Name: Amrutha Lakshmi Vadladi
Affiliation: Indian Institute of Technology, Bombay
Conference ID : ASI2022_606
Title : Daksha: Thermal design and simulations of the payload
Authors : Amrutha Lakshmi Vadladi (IIT Bombay), Gaurav Waratkar (IIT Bombay), Deepak Marla (IIT Bombay), Prabhu Ramachandran (IIT Bombay), Salil Kulkarni (IIT Bombay), Rakesh Mote (IIT Bombay), Varun Bhalerao (IIT Bombay)
Abstract Type: Oral
Abstract Category : Instrumentation and Techniques
Abstract : A reliable and robust thermal control system for a spacecraft is essential for operating it at minimum cost, mass, and power consumption to ensure the long life of the electronics and structures onboard.
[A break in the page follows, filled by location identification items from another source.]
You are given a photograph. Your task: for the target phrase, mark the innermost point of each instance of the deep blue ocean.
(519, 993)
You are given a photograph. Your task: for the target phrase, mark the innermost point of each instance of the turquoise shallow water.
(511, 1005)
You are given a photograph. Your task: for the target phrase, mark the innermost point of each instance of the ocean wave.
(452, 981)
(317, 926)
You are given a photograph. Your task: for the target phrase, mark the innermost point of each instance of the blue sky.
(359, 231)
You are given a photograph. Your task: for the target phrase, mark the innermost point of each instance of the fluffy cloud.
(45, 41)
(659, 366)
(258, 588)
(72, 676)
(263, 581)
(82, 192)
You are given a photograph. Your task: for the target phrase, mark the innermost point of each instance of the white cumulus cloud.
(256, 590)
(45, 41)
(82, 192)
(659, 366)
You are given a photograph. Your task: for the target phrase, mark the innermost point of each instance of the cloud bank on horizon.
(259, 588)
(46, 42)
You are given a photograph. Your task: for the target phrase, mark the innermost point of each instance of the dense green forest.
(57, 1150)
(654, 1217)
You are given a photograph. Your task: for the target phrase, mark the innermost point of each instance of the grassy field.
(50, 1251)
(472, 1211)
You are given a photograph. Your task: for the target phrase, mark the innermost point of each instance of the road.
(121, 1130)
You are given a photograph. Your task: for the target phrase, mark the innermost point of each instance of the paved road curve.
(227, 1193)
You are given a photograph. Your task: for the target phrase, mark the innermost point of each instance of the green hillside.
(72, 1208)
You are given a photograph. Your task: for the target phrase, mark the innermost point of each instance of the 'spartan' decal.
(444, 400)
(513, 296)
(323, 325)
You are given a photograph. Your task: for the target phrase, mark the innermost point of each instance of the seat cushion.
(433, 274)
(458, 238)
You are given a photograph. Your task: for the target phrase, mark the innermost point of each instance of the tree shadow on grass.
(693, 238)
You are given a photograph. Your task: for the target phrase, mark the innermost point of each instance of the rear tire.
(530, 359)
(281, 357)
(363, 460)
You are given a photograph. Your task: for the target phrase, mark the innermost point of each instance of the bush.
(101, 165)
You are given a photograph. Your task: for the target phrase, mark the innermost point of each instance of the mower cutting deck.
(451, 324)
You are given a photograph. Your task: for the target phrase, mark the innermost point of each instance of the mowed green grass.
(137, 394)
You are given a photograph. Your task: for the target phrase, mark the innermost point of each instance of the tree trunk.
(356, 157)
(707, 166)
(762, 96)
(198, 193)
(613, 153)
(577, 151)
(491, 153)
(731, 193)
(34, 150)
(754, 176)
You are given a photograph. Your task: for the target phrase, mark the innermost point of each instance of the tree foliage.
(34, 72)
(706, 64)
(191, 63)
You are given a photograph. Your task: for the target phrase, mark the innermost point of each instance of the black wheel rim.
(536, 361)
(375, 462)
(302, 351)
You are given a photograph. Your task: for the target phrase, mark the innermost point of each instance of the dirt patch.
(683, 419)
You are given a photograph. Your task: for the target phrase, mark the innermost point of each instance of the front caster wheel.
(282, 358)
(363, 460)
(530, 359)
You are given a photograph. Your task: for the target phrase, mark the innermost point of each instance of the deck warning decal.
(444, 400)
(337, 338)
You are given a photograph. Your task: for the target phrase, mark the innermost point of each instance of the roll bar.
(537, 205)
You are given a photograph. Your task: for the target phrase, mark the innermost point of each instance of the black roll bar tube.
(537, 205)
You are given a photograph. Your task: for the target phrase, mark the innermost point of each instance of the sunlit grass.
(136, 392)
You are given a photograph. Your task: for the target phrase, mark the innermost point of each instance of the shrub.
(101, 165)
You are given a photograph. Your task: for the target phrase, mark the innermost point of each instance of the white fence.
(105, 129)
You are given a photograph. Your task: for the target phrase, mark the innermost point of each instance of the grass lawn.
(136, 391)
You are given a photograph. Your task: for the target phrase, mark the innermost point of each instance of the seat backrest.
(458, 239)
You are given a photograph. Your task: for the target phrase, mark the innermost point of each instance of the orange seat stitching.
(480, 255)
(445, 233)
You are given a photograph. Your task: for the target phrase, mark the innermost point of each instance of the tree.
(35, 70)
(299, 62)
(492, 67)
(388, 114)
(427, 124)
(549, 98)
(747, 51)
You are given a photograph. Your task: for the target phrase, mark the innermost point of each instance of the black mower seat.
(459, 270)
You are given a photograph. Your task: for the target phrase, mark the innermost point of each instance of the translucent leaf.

This poster presents the thermal design based on the finite element method to establish an operational thermal control system for the Daksha satellite, which is to be placed in a low-earth equatorial orbit. All the thermal subsystems of the payload and their design performance are also discussed. The heat dissipated by all the detectors onboard the proposed Daksha satellite payload sums up to as high as 660 W. Also, the scientific requirement of the satellite to have a high effective surface area comes at the cost of substantial external heat flux getting irradiated on it. Since the detectors can only function efficiently within the acceptable temperature range of 0 to 20 degrees C, the thermal subsystem plays a critical role in the Daksha mission. We explored different orientations of the payload subsystems, designs of radiator plate and heat pipes, thermal insulations, and an estimate of the payload temperature budget. A preliminary design gave unacceptably high mean temperatures ranging from 10 to 40 degrees C for the detector plates, besides large temperature swings per orbit. The design was further optimized to bring down their temperatures to a range of -2.5 to 6 degrees C, suitable for the operation of the detectors. Finally, based on the analysis, the possible future upgrades for the satellite are presented.